Extract the table of content(ToC) from a PDF document into a GitHub-flavored markdown(GFM) task list markup
https://gitlab.com/brlin/pdf-toc-to-gfm-tasklist
Before running this software, the following prerequites must be satisfied:
- Python
The runtime environment, currently only tested on 3.11. Thepython3
compatibility executable must be available in your command search PATHs. - A recent version of PyPDF2
The python library for operating the input PDF file, currently only tested on version 2.12.

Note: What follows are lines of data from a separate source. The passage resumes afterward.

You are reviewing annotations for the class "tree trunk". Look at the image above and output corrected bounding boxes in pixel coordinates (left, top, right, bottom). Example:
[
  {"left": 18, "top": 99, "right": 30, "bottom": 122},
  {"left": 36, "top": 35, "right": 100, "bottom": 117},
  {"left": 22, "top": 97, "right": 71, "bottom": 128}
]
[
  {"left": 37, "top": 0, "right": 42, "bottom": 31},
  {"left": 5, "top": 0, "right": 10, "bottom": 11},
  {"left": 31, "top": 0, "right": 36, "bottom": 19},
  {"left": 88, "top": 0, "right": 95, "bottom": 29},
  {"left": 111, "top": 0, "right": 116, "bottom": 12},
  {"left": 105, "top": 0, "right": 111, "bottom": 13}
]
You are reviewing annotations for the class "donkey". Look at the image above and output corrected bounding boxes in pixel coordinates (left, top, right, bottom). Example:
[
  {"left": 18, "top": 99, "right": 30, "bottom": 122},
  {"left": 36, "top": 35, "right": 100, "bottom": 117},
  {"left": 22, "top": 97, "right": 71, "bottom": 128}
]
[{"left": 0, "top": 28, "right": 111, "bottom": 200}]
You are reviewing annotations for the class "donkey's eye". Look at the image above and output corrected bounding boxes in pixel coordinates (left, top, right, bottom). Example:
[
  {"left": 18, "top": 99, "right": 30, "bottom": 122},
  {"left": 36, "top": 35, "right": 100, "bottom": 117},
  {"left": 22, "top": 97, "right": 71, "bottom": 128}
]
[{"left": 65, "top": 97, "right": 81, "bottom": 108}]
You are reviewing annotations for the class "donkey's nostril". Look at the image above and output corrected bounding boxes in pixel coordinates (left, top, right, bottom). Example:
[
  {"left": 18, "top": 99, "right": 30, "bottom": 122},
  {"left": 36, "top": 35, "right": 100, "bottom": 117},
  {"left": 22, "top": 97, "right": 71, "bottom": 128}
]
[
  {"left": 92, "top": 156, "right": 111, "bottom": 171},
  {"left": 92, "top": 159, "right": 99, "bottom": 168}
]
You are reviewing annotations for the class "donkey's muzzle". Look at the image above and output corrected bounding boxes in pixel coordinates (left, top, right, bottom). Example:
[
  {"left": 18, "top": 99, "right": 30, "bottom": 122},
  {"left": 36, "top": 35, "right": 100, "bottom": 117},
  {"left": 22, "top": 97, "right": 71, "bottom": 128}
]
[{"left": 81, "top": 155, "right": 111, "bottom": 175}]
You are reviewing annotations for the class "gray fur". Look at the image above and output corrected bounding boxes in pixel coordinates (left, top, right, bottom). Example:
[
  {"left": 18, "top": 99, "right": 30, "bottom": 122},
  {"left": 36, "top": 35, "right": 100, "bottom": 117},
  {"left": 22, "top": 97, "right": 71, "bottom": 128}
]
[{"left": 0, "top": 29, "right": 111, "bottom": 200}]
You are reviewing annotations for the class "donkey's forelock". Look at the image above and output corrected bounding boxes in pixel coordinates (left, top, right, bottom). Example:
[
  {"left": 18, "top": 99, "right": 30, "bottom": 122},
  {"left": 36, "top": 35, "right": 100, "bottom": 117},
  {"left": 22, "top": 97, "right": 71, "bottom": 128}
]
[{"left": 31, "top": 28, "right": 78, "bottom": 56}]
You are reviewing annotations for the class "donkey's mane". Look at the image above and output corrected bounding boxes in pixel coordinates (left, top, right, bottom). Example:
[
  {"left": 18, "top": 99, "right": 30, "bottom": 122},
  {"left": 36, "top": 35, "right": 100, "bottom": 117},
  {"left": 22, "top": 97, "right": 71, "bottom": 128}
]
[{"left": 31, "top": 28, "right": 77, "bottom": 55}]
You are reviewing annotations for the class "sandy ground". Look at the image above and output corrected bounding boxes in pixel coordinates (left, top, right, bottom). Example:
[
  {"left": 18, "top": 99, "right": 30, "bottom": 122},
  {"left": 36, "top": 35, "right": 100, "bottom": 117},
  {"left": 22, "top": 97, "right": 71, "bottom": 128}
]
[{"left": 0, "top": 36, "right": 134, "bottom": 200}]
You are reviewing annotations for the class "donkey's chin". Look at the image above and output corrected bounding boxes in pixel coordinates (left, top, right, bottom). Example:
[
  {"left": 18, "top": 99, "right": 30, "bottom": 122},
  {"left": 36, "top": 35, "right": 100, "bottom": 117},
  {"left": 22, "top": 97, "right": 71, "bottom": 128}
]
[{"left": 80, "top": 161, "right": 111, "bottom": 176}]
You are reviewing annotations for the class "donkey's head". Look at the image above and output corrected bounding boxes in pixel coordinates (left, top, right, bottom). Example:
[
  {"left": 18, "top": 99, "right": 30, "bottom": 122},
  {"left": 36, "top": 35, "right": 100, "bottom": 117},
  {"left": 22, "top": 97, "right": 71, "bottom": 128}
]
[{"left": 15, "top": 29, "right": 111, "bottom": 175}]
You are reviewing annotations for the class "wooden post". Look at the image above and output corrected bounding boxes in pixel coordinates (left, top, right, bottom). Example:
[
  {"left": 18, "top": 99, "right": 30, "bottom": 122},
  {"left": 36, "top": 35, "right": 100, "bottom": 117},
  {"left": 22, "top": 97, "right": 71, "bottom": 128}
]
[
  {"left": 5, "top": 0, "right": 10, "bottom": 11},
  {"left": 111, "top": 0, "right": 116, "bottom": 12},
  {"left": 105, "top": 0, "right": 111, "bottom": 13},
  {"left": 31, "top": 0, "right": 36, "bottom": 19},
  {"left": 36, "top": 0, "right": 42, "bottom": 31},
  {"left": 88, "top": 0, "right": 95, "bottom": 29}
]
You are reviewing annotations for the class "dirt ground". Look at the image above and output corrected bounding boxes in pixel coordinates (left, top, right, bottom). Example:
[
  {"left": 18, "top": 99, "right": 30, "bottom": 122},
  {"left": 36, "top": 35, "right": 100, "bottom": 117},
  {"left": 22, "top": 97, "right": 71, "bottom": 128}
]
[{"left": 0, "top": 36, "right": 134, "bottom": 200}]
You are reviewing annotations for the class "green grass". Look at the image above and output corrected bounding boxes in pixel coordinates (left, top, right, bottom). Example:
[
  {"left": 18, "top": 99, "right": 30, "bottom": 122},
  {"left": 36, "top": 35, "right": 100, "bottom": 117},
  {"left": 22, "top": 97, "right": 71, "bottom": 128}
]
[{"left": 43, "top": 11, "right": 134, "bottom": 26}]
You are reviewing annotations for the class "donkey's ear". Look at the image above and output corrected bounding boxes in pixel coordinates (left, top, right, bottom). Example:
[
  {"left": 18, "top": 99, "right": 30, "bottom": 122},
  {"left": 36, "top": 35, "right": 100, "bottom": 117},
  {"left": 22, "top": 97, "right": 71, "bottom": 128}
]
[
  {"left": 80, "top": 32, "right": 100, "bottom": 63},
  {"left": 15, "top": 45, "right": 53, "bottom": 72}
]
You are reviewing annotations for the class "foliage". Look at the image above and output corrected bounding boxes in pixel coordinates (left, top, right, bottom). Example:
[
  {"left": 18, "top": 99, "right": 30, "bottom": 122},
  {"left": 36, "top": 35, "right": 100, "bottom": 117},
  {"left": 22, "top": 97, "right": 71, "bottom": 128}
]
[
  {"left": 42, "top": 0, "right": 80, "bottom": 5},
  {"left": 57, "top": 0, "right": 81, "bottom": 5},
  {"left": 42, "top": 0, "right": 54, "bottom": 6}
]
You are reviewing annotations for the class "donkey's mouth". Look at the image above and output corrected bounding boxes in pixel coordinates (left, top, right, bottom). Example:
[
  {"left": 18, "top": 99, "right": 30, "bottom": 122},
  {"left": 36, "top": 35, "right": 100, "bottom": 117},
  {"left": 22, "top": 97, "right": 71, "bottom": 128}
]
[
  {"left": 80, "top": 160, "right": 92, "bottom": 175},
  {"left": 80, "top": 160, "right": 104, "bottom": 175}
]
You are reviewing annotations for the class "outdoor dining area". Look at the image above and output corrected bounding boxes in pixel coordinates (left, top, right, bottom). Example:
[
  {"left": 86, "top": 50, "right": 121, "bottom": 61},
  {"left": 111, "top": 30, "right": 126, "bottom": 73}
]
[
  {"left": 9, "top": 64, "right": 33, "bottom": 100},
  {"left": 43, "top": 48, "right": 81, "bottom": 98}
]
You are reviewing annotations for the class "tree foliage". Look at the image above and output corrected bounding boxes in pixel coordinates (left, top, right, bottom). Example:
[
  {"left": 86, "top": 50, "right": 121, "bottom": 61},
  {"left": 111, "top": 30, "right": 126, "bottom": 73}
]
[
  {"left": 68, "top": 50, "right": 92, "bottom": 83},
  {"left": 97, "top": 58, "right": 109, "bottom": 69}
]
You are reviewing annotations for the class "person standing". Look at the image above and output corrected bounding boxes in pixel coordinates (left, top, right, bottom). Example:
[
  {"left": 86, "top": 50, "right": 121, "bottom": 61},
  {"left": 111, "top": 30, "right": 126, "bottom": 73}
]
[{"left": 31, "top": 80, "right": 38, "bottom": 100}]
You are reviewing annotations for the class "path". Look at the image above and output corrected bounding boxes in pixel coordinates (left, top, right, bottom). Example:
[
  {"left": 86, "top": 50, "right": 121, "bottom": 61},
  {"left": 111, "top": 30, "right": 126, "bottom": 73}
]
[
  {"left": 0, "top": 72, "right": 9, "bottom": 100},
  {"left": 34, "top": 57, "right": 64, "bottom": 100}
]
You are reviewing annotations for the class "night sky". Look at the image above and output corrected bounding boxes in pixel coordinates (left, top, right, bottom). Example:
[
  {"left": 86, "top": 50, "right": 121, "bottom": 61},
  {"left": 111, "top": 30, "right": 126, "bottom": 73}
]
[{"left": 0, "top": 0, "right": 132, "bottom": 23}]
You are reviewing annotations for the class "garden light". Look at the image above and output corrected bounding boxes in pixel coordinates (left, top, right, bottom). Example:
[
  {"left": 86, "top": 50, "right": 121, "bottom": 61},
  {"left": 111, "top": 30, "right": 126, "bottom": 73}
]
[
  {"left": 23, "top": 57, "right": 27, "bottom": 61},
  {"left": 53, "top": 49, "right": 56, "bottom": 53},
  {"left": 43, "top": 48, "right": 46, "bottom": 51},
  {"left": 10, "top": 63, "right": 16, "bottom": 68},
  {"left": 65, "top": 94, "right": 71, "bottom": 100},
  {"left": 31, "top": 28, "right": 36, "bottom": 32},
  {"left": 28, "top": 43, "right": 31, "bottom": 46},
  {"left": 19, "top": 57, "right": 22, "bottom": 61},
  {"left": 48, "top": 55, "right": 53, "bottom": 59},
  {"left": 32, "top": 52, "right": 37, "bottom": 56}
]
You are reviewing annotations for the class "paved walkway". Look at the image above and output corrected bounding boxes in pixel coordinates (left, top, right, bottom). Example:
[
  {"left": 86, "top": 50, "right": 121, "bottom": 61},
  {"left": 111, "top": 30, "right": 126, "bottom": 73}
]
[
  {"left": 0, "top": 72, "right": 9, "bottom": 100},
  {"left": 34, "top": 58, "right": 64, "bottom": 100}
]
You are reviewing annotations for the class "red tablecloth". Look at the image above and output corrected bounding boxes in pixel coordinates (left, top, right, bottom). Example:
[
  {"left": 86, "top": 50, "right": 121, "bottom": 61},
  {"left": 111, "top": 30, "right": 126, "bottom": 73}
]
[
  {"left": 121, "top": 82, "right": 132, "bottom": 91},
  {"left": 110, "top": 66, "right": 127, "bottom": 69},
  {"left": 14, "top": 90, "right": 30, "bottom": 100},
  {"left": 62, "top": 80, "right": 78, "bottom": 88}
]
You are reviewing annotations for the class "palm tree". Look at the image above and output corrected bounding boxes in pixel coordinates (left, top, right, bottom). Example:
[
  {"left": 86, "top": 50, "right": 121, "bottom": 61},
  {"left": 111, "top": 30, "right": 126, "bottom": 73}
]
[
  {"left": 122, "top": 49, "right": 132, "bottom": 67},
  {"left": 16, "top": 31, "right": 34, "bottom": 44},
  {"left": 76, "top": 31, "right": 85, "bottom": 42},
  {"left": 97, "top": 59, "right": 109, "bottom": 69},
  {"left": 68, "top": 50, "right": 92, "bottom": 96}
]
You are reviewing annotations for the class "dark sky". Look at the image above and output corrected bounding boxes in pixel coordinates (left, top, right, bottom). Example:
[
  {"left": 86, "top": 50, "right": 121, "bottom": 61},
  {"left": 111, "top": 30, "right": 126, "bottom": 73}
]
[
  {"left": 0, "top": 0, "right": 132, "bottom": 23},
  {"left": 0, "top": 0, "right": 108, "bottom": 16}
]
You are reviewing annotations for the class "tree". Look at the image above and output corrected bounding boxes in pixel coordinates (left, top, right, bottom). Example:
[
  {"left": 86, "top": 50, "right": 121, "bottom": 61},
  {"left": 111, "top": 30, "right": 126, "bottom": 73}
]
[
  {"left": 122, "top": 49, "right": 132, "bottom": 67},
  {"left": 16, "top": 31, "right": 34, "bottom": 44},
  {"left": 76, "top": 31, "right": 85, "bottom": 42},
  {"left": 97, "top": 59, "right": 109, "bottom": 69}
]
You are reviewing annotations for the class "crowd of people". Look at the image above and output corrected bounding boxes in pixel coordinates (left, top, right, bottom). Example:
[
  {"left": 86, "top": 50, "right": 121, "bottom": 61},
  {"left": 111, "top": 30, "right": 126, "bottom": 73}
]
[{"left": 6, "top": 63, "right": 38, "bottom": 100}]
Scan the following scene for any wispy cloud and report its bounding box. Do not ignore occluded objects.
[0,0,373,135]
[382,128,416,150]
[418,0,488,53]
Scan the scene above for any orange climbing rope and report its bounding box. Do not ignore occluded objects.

The following usage instructions assumes you are using a Unix-like operating system, instructions may not fully apply to other operating systems.
-
Download the release package from the project's Releases page
-
Extract the release package
-
Edit the pdf-toc-to-gfm-tasklist.py Python program using a text editor, edit the
open()
call to load the correct input PDF file to extract ToC from and save the file -
Launch a text terminal application
-
Run the following command(with all the placeholder texts replaced) to switch the working directory to the extracted release package directory:
cd /path/to/pdf-toc-to-gfm-tasklist-X.Y.Z
-
Run the following command to execute the ToC extraction utility, the converted ToC Markdown tasklist markup will be printed to the standard output device:
./pdf-toc-to-gfm-tasklist.py
You may also use the I/O redirection functionality of your shell(e.g. Bash) to write the output to a file:
./pdf-toc-to-gfm-tasklist.py > toc.md
Note that the I/O redirection syntax may be different for different shells, refer their user manual for more information.
Have fun!
This section documents the third-party resources that this project has referenced:
- PDF to GFM Conversion | ChatGPT
The discussion thread to render the utility prototype
Unless otherwise noted(individual file's header/REUSE DEP5), this product is licensed under version 3 of The GNU Affero General Public License, or any of its more recent versions of your preference.
This work complies to the REUSE Specification, refer the REUSE - Make licensing easy for everyone website for info regarding the licensing of this product.